A fast algorithm for finding frequent episodes in event streams

  • Srivatsan Laxman ,
  • P. S. Sastry ,
  • K. P. Unnikrishnan

Proceedings of the 13th ACM SIGKDD International Conference on Knowledge Discovery and Data Mining (KDD 2007), San Jose, USA |

Published by Association for Computing Machinery, Inc.

Frequent episode discovery is a popular framework for mining data available as a long sequence of events. An episode is essentially a short ordered sequence of event types and the frequency of an episode is some suitable measure of how often the episode occurs in the data sequence.

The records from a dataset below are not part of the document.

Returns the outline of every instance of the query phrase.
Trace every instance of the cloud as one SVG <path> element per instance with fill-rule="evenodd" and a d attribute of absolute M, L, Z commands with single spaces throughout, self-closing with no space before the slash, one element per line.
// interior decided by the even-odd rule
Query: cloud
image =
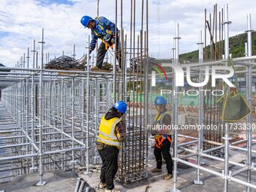
<path fill-rule="evenodd" d="M 35 39 L 36 42 L 40 41 L 42 28 L 44 29 L 46 42 L 44 51 L 50 53 L 51 58 L 60 56 L 62 50 L 66 55 L 72 54 L 74 44 L 76 45 L 78 58 L 86 52 L 87 35 L 90 35 L 90 32 L 84 29 L 80 23 L 80 20 L 84 15 L 90 15 L 93 17 L 96 16 L 96 0 L 2 0 L 1 2 L 1 63 L 14 66 L 23 53 L 26 53 L 28 47 L 32 49 L 33 39 Z M 114 22 L 115 2 L 115 0 L 100 0 L 99 15 Z M 124 0 L 123 2 L 123 26 L 125 34 L 127 35 L 127 45 L 130 47 L 131 2 Z M 117 26 L 120 29 L 120 1 L 117 2 Z M 148 2 L 151 55 L 160 58 L 172 56 L 172 47 L 173 37 L 175 35 L 176 22 L 179 23 L 181 38 L 180 53 L 198 48 L 197 45 L 198 31 L 202 29 L 204 32 L 204 9 L 207 9 L 208 17 L 209 13 L 212 14 L 214 5 L 212 1 L 154 0 Z M 216 0 L 215 2 L 218 3 L 218 11 L 223 8 L 224 3 L 229 3 L 229 20 L 232 21 L 232 24 L 230 25 L 230 36 L 244 32 L 247 27 L 246 14 L 248 13 L 251 13 L 252 29 L 255 29 L 253 17 L 256 17 L 254 14 L 256 2 L 247 0 L 245 4 L 242 1 Z M 142 1 L 136 1 L 136 41 L 142 25 Z M 38 43 L 36 50 L 40 50 L 40 45 Z"/>

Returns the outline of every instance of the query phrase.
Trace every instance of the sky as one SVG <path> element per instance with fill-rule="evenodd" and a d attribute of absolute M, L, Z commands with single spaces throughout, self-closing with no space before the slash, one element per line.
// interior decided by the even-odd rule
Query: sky
<path fill-rule="evenodd" d="M 96 0 L 0 0 L 0 63 L 13 67 L 27 49 L 40 51 L 41 30 L 44 30 L 44 53 L 50 58 L 59 56 L 62 50 L 71 56 L 75 44 L 77 58 L 86 53 L 87 36 L 90 30 L 81 24 L 84 15 L 96 16 Z M 115 21 L 116 0 L 99 0 L 99 16 Z M 117 27 L 120 28 L 120 0 L 117 0 Z M 123 0 L 123 31 L 130 44 L 130 2 Z M 136 0 L 136 36 L 141 29 L 142 0 Z M 175 23 L 179 23 L 179 53 L 198 49 L 199 30 L 204 35 L 204 12 L 213 14 L 213 6 L 218 11 L 227 3 L 229 7 L 230 36 L 245 32 L 247 29 L 247 14 L 251 15 L 251 28 L 256 29 L 255 0 L 148 0 L 149 53 L 158 59 L 172 57 L 173 37 Z M 145 14 L 145 11 L 144 12 Z M 144 25 L 144 29 L 145 26 Z M 209 40 L 208 40 L 209 41 Z M 130 44 L 128 44 L 128 47 Z M 30 56 L 31 56 L 30 52 Z M 96 55 L 96 51 L 93 52 Z M 31 67 L 31 58 L 29 60 Z"/>

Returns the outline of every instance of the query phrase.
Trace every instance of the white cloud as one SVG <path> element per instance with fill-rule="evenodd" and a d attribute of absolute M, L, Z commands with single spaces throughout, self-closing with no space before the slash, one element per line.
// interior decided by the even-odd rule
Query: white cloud
<path fill-rule="evenodd" d="M 0 62 L 14 66 L 27 47 L 32 48 L 32 39 L 40 41 L 41 29 L 44 29 L 45 52 L 50 57 L 72 53 L 76 44 L 78 57 L 86 51 L 87 36 L 90 34 L 80 23 L 83 15 L 95 17 L 96 0 L 70 0 L 70 5 L 41 4 L 36 0 L 1 0 L 0 7 Z M 117 26 L 120 26 L 120 2 L 118 4 Z M 136 1 L 136 35 L 141 28 L 141 2 Z M 234 35 L 246 29 L 246 14 L 251 13 L 252 29 L 254 9 L 256 2 L 242 1 L 200 1 L 200 0 L 154 0 L 149 1 L 149 45 L 153 56 L 172 57 L 175 23 L 180 24 L 180 53 L 197 49 L 198 31 L 204 29 L 204 9 L 208 14 L 213 12 L 218 3 L 218 11 L 224 3 L 229 3 L 230 34 Z M 123 27 L 130 46 L 130 1 L 123 1 Z M 100 0 L 99 15 L 114 22 L 115 0 Z M 144 12 L 145 14 L 145 11 Z M 144 26 L 145 29 L 145 26 Z M 5 35 L 2 35 L 5 32 Z M 136 36 L 136 39 L 137 36 Z M 36 49 L 40 50 L 39 44 Z M 30 62 L 31 63 L 31 62 Z"/>

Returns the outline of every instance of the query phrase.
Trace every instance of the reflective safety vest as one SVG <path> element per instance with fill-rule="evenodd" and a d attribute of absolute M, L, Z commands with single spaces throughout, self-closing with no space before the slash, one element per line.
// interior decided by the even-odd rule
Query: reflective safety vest
<path fill-rule="evenodd" d="M 111 47 L 113 49 L 114 46 L 113 44 L 109 44 L 106 41 L 104 40 L 104 38 L 103 36 L 105 35 L 105 34 L 108 34 L 108 35 L 112 35 L 112 31 L 111 30 L 108 30 L 108 29 L 105 29 L 105 25 L 99 20 L 99 17 L 96 17 L 95 18 L 98 22 L 99 22 L 99 26 L 100 27 L 100 29 L 102 29 L 102 30 L 104 32 L 105 34 L 103 35 L 99 35 L 99 33 L 96 32 L 96 30 L 93 29 L 94 34 L 99 37 L 103 43 L 105 43 L 105 50 L 108 50 L 108 47 Z"/>
<path fill-rule="evenodd" d="M 157 148 L 161 148 L 161 146 L 162 146 L 162 144 L 163 144 L 164 139 L 168 139 L 168 141 L 169 141 L 170 143 L 172 143 L 172 139 L 170 139 L 170 138 L 169 137 L 169 136 L 167 136 L 167 137 L 165 138 L 164 136 L 161 135 L 161 137 L 159 138 L 159 139 L 154 138 L 154 143 L 155 143 L 155 145 L 156 145 L 156 147 L 157 147 Z"/>
<path fill-rule="evenodd" d="M 163 125 L 163 119 L 166 114 L 169 114 L 171 117 L 171 114 L 169 113 L 167 110 L 165 110 L 161 114 L 160 112 L 157 114 L 157 115 L 154 117 L 154 125 L 157 127 L 157 126 Z M 163 135 L 155 135 L 154 139 L 160 139 L 163 136 Z"/>
<path fill-rule="evenodd" d="M 111 30 L 108 30 L 108 29 L 105 29 L 105 25 L 99 20 L 99 17 L 96 17 L 96 20 L 99 22 L 99 26 L 100 27 L 100 29 L 102 29 L 102 30 L 105 32 L 105 33 L 107 33 L 110 35 L 112 35 L 112 31 Z M 94 34 L 98 36 L 99 38 L 101 38 L 102 40 L 103 40 L 103 35 L 99 35 L 99 33 L 96 32 L 96 30 L 93 29 Z"/>
<path fill-rule="evenodd" d="M 114 132 L 115 126 L 120 121 L 121 121 L 121 120 L 117 117 L 105 120 L 104 115 L 100 121 L 97 142 L 116 146 L 120 149 L 120 142 Z"/>

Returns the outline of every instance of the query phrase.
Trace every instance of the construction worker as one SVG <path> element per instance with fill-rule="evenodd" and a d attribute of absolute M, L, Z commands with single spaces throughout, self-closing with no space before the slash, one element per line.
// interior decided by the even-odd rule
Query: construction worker
<path fill-rule="evenodd" d="M 119 191 L 114 189 L 114 178 L 117 172 L 117 157 L 120 142 L 125 140 L 126 133 L 120 117 L 126 111 L 127 105 L 118 101 L 102 117 L 97 136 L 96 148 L 102 160 L 100 183 L 98 187 L 105 191 Z"/>
<path fill-rule="evenodd" d="M 119 51 L 119 38 L 118 38 L 118 29 L 115 31 L 115 24 L 110 20 L 107 20 L 104 17 L 96 17 L 92 19 L 89 16 L 84 16 L 81 20 L 81 23 L 84 26 L 91 29 L 92 41 L 90 44 L 90 53 L 96 47 L 98 38 L 102 40 L 102 43 L 98 48 L 96 65 L 91 70 L 100 70 L 102 67 L 102 63 L 105 53 L 107 53 L 108 47 L 111 47 L 113 49 L 113 45 L 115 44 L 115 35 L 117 35 L 117 44 L 116 47 L 116 57 L 118 59 L 119 66 L 121 68 L 121 56 Z M 116 34 L 117 33 L 117 34 Z"/>
<path fill-rule="evenodd" d="M 154 154 L 157 160 L 157 167 L 151 169 L 152 172 L 162 171 L 162 155 L 166 163 L 167 175 L 164 179 L 168 180 L 172 178 L 173 163 L 169 152 L 172 144 L 170 130 L 166 129 L 171 124 L 171 115 L 166 108 L 166 100 L 163 96 L 157 96 L 154 100 L 154 105 L 158 113 L 154 117 L 154 126 L 157 129 L 151 130 L 151 133 L 154 136 Z M 161 129 L 157 129 L 157 126 Z M 163 129 L 163 128 L 166 129 Z M 170 126 L 169 126 L 170 127 Z M 163 128 L 163 129 L 162 129 Z"/>

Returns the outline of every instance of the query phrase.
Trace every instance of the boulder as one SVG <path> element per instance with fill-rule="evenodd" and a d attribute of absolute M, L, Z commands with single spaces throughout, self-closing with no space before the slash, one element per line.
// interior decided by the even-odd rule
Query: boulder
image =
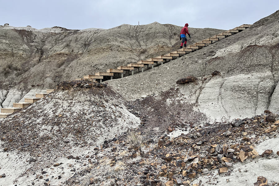
<path fill-rule="evenodd" d="M 265 119 L 268 122 L 274 122 L 276 120 L 276 118 L 278 116 L 278 114 L 271 113 L 266 116 Z"/>
<path fill-rule="evenodd" d="M 254 186 L 268 186 L 267 179 L 263 176 L 259 176 L 257 182 L 254 183 Z"/>
<path fill-rule="evenodd" d="M 244 124 L 244 122 L 242 121 L 242 120 L 240 118 L 235 119 L 231 123 L 233 127 L 238 127 L 241 125 Z"/>
<path fill-rule="evenodd" d="M 185 84 L 191 82 L 194 82 L 197 79 L 196 77 L 193 76 L 188 76 L 186 78 L 179 79 L 176 81 L 176 84 Z"/>

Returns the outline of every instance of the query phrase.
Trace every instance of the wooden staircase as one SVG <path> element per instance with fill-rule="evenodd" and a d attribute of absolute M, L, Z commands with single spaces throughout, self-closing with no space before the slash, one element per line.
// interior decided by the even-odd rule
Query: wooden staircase
<path fill-rule="evenodd" d="M 54 90 L 54 89 L 48 89 L 46 90 L 46 93 L 36 93 L 36 98 L 24 98 L 24 102 L 13 103 L 13 107 L 1 108 L 1 113 L 0 113 L 0 118 L 5 118 L 11 114 L 28 107 L 31 104 L 39 101 Z"/>
<path fill-rule="evenodd" d="M 128 71 L 128 75 L 130 75 L 130 71 L 131 71 L 132 75 L 134 75 L 135 68 L 138 68 L 138 72 L 139 72 L 141 71 L 143 72 L 144 66 L 147 66 L 147 69 L 148 69 L 149 68 L 149 65 L 151 65 L 151 68 L 153 69 L 154 63 L 156 63 L 157 66 L 158 66 L 159 62 L 161 63 L 161 65 L 163 65 L 164 62 L 167 62 L 167 60 L 169 60 L 169 61 L 171 61 L 172 60 L 175 59 L 174 58 L 174 57 L 175 58 L 175 59 L 177 59 L 180 56 L 194 52 L 201 48 L 203 48 L 220 39 L 222 39 L 245 30 L 250 27 L 251 25 L 242 25 L 232 29 L 214 35 L 186 47 L 179 49 L 164 55 L 150 58 L 145 60 L 141 60 L 136 63 L 130 63 L 128 64 L 127 66 L 120 66 L 117 67 L 117 69 L 109 69 L 107 70 L 106 72 L 98 72 L 95 73 L 95 75 L 84 75 L 83 78 L 75 79 L 81 80 L 83 79 L 95 80 L 99 79 L 100 83 L 102 83 L 102 80 L 104 79 L 104 77 L 108 77 L 109 79 L 112 79 L 114 74 L 121 73 L 121 78 L 123 78 L 124 70 Z M 140 68 L 141 68 L 141 70 L 140 70 Z"/>

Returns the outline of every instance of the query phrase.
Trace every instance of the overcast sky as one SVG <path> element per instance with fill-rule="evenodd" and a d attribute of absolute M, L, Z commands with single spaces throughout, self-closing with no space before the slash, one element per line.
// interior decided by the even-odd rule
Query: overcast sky
<path fill-rule="evenodd" d="M 108 29 L 154 21 L 228 29 L 279 9 L 279 0 L 0 0 L 0 25 Z"/>

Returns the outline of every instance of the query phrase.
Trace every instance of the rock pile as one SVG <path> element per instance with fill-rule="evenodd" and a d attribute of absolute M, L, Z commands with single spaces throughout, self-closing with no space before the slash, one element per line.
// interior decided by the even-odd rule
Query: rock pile
<path fill-rule="evenodd" d="M 176 84 L 185 84 L 191 82 L 194 82 L 197 79 L 196 77 L 188 76 L 186 78 L 179 79 L 176 81 Z"/>
<path fill-rule="evenodd" d="M 232 168 L 237 162 L 245 163 L 249 159 L 277 157 L 272 149 L 267 149 L 259 154 L 255 148 L 267 136 L 271 137 L 277 134 L 276 130 L 270 133 L 266 132 L 267 129 L 277 129 L 279 126 L 277 119 L 272 122 L 265 121 L 274 115 L 276 114 L 266 112 L 251 118 L 236 119 L 230 123 L 207 124 L 202 127 L 191 125 L 187 134 L 181 134 L 173 138 L 166 134 L 159 139 L 148 139 L 137 147 L 131 147 L 127 143 L 124 134 L 105 142 L 99 152 L 102 152 L 103 155 L 105 154 L 104 152 L 113 152 L 114 154 L 106 158 L 109 157 L 108 167 L 125 162 L 125 168 L 121 174 L 115 173 L 115 177 L 111 177 L 115 179 L 115 185 L 208 185 L 194 184 L 193 182 L 201 175 L 212 177 L 214 170 L 218 170 L 219 175 L 229 175 L 232 173 Z M 236 126 L 233 126 L 234 125 Z M 175 132 L 179 129 L 178 127 L 167 128 L 166 132 Z M 154 142 L 156 141 L 158 142 Z M 126 155 L 120 156 L 123 152 Z M 99 157 L 98 159 L 102 158 Z M 97 160 L 98 165 L 102 162 L 99 161 Z M 109 168 L 105 167 L 103 168 Z M 132 179 L 118 179 L 117 176 L 120 175 L 129 175 L 127 178 Z M 104 185 L 102 183 L 105 180 L 97 181 L 94 185 Z"/>

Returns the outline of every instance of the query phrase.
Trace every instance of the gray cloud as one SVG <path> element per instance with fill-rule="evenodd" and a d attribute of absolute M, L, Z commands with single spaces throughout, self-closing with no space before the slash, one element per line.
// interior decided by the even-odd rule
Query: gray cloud
<path fill-rule="evenodd" d="M 154 21 L 190 27 L 228 29 L 252 24 L 274 13 L 279 1 L 0 0 L 0 25 L 39 29 L 108 29 Z"/>

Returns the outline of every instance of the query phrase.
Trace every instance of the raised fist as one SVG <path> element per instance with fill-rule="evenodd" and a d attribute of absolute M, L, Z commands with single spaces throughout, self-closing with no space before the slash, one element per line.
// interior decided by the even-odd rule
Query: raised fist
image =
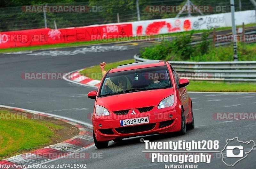
<path fill-rule="evenodd" d="M 106 66 L 106 62 L 103 62 L 100 64 L 100 67 L 101 69 L 104 69 L 105 66 Z"/>

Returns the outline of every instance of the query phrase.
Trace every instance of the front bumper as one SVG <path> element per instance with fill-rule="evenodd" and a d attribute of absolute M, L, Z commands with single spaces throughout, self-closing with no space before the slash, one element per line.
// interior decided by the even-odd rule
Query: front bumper
<path fill-rule="evenodd" d="M 98 141 L 103 141 L 118 137 L 127 138 L 180 131 L 181 113 L 176 111 L 175 108 L 177 108 L 173 106 L 160 109 L 157 109 L 157 106 L 155 106 L 149 112 L 135 115 L 128 113 L 130 115 L 118 116 L 111 113 L 112 116 L 109 116 L 108 118 L 110 119 L 103 119 L 104 118 L 97 119 L 93 116 L 93 127 L 96 138 Z M 147 116 L 148 117 L 149 123 L 121 126 L 121 120 Z"/>

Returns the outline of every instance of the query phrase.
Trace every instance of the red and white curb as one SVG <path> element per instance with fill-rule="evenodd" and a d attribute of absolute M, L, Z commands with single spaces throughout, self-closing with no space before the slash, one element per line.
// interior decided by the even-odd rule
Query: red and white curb
<path fill-rule="evenodd" d="M 92 79 L 80 74 L 79 72 L 85 69 L 75 70 L 63 75 L 64 80 L 84 86 L 98 88 L 100 81 Z"/>
<path fill-rule="evenodd" d="M 53 118 L 75 126 L 80 130 L 78 135 L 62 142 L 1 160 L 0 161 L 1 166 L 10 166 L 12 168 L 22 168 L 24 167 L 21 167 L 21 165 L 33 165 L 53 159 L 65 158 L 72 153 L 90 146 L 94 144 L 91 124 L 58 115 L 31 110 L 1 105 L 0 107 Z M 88 155 L 90 156 L 88 153 L 82 154 L 79 158 L 87 158 Z M 72 155 L 71 158 L 73 155 Z"/>

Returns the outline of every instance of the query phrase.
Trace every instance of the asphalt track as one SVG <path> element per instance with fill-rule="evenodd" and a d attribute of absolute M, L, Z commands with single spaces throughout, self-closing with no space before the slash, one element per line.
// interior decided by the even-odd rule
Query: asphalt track
<path fill-rule="evenodd" d="M 25 80 L 21 77 L 21 74 L 24 73 L 66 73 L 102 61 L 107 63 L 132 59 L 140 48 L 154 43 L 100 45 L 101 50 L 94 48 L 91 52 L 88 52 L 90 50 L 88 49 L 92 46 L 87 46 L 85 50 L 84 48 L 84 51 L 81 49 L 84 47 L 77 47 L 28 53 L 0 54 L 0 104 L 49 113 L 91 123 L 87 115 L 92 112 L 94 101 L 88 99 L 87 94 L 94 88 L 63 80 Z M 116 48 L 117 46 L 119 47 Z M 74 54 L 70 55 L 70 53 Z M 173 133 L 127 138 L 120 142 L 110 142 L 107 148 L 97 149 L 92 146 L 83 150 L 90 154 L 90 158 L 86 160 L 59 159 L 45 164 L 85 164 L 87 168 L 162 168 L 165 164 L 170 163 L 152 163 L 148 153 L 142 152 L 145 150 L 145 144 L 140 142 L 140 138 L 158 141 L 218 140 L 220 151 L 224 147 L 228 139 L 238 137 L 240 141 L 256 141 L 255 120 L 216 120 L 212 116 L 215 113 L 255 113 L 256 94 L 189 94 L 193 104 L 196 127 L 188 131 L 185 135 Z M 255 168 L 255 149 L 234 167 Z M 102 158 L 92 157 L 93 154 L 98 153 L 102 154 Z M 228 168 L 219 158 L 212 159 L 209 164 L 196 165 L 201 168 Z"/>

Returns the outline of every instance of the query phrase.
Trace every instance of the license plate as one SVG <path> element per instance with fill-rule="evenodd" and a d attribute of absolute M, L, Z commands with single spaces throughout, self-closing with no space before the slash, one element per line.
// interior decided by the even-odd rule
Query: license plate
<path fill-rule="evenodd" d="M 134 125 L 138 124 L 148 123 L 149 123 L 149 121 L 148 120 L 148 117 L 120 120 L 120 123 L 121 126 Z"/>

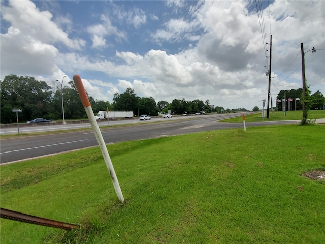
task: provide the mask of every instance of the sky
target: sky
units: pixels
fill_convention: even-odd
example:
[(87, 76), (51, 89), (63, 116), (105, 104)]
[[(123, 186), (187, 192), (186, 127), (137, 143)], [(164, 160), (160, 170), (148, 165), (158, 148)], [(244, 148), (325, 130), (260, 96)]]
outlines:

Recently, we proposed a new frequency measure for episodes based on the notion of non-overlapped occurrences of episodes in the event sequence, and showed that, such a definition, in addition to yielding computationally efficient algorithms, has some important theoretical properties in connecting frequent episode discovery with HMM learning. This paper presents some new algorithms for frequent episode discovery under this non-overlapped occurrences-based frequency definition. The algorithms presented here are better (by a factor of N, where N denotes the size of episodes being discovered) in terms of both time and space complexities when compared to existing methods for frequent episode discovery. We show through some simulation experiments, that our algorithms are very efficient. The new algorithms presented here have arguably the least possible orders of space and time complexities for the task of frequent episode discovery.